Dad went back home the next day and I studied the instructions and begin to give Mom her new medicines. Other than the Leucorvorin, I had never given a shot in my life. I had went to the local drugstore that morning and bought some diabetes shot.


The Director of this production was giving me every move, every emotion, guiding me through each step…. Instructing when to be brave, when to let down, when to cry and when to smile for other’s sake….


.The shots were to be given twice a day… x number of cc’s each. We followed the doctors orders… Her door was closed, sis held back the covers, watched the door, and held Mom’s hand while I gave the injections. Finishing, I would go out of her room and just set and shake for about 30 minutes to calm myself down. Her kidney’s had stopped at this point and she was very close to death. 24 hours after the first injections her kidneys started again… Was this reason for more hope?


Again, Dad returned on the weekend, I had given Mom shots for about 3 or 4 days…. The doctor called a meeting with us… Dad, Sis & Myself. He told us, you can not continue with your medicines, that we were all losing ground as each was fighting the other…. He said “It is your choice but I think you should give up, she is not going to make it.” I told Dad I just could not go on and keep injecting her, it was too hard on me….. Dad and Sis agreed, it was time we stopped.
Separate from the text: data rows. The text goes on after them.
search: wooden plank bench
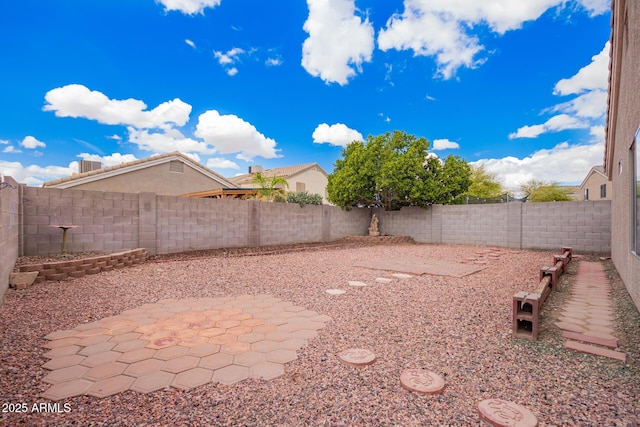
[512,247,573,341]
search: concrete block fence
[0,182,611,297]
[20,187,370,255]
[376,201,611,253]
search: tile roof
[227,162,327,185]
[42,151,233,187]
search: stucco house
[604,0,640,309]
[228,162,329,204]
[578,166,611,201]
[42,151,234,196]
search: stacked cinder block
[512,247,573,341]
[20,248,147,283]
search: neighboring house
[42,151,234,196]
[578,166,611,201]
[605,0,640,309]
[560,185,582,202]
[228,163,329,203]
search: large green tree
[520,179,572,202]
[327,131,471,210]
[467,166,506,199]
[253,172,289,202]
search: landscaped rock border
[20,248,147,283]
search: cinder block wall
[0,177,22,301]
[330,205,371,241]
[376,201,611,253]
[18,187,611,255]
[374,206,432,243]
[21,187,139,255]
[20,187,369,255]
[258,202,322,246]
[522,201,611,253]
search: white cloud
[509,114,589,139]
[2,145,22,154]
[20,135,47,149]
[128,127,215,154]
[553,41,610,95]
[213,47,246,77]
[471,140,604,190]
[312,123,363,147]
[213,47,244,65]
[264,58,282,67]
[578,0,611,16]
[41,85,279,163]
[43,84,191,129]
[302,0,374,85]
[433,139,460,151]
[550,89,607,119]
[509,42,609,139]
[194,110,280,161]
[378,0,606,79]
[207,157,240,170]
[78,153,138,167]
[0,160,78,186]
[156,0,221,15]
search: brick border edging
[344,236,416,244]
[20,248,147,283]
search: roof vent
[78,160,102,173]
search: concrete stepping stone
[338,348,376,367]
[555,322,585,332]
[478,399,538,427]
[564,340,627,362]
[349,280,369,287]
[562,331,618,348]
[400,369,444,394]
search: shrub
[287,191,322,206]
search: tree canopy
[520,179,572,202]
[253,172,289,202]
[327,131,471,210]
[467,166,506,199]
[456,166,511,203]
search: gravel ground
[0,244,640,426]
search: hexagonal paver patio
[42,295,331,400]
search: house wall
[287,167,329,204]
[607,0,640,309]
[0,177,22,301]
[580,173,611,200]
[54,162,228,196]
[376,201,611,253]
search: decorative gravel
[0,245,640,426]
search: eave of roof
[228,162,327,184]
[42,151,234,188]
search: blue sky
[0,0,610,190]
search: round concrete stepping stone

I remember there was a ledge by the window, a huge window wall looking out towards the majestic Pike’s Peak, just to the west of the hospital…. I set on the ledge and stared at the mountains and sobbed…. My heart was hanging bloody and torn outside my body… it would not ease it’s torture on me…. I was totally raw and wished I could go out the window I was setting beside….


Dad spent another day or two – my memory fails me at this time, but after he left Sis and I pretty much moved into the hospital with Mom spending night and day….


Approximately 3 weeks after I had taken her to the hospital, in the late evening of Thursday, September 2nd, 1976 she passed away…We called Dad the minute it was confirmed by the nurse. There are some moments in your life too private to share, but finally she was without pain and at peace.


Sis and I set with her body until the mortuary arrived, we returned to the motel late that night, we couldn’t sleep so we packed, made the three hour drive for home about 2:00 in the morning.


I dropped sis off at her house, went to Dad’s, we set for few moments and cried together then I drove to my house. It was about 6:00 a.m….. I took a shower, got the kids off to school and the day passed. There were phone calls to make, plans to be made, Dad to be looked after, a trip to take her back to Kansas and a long list of painful emotions to deal with… somehow we survived it all. My Dad’s brother got all the necessary permits and flew Mom’s body and Dad back…Old friends met them at the airport along with the mortuary. Sis & family and I and my family took the minister and drove back…. We stayed at Mom’s sister’s house…. Returning home after the services, life resumed, but I couldn’t…. there were the holidays to get through….. Where could I ever find the strength.....


The director yelled “cut” and the curtains came down.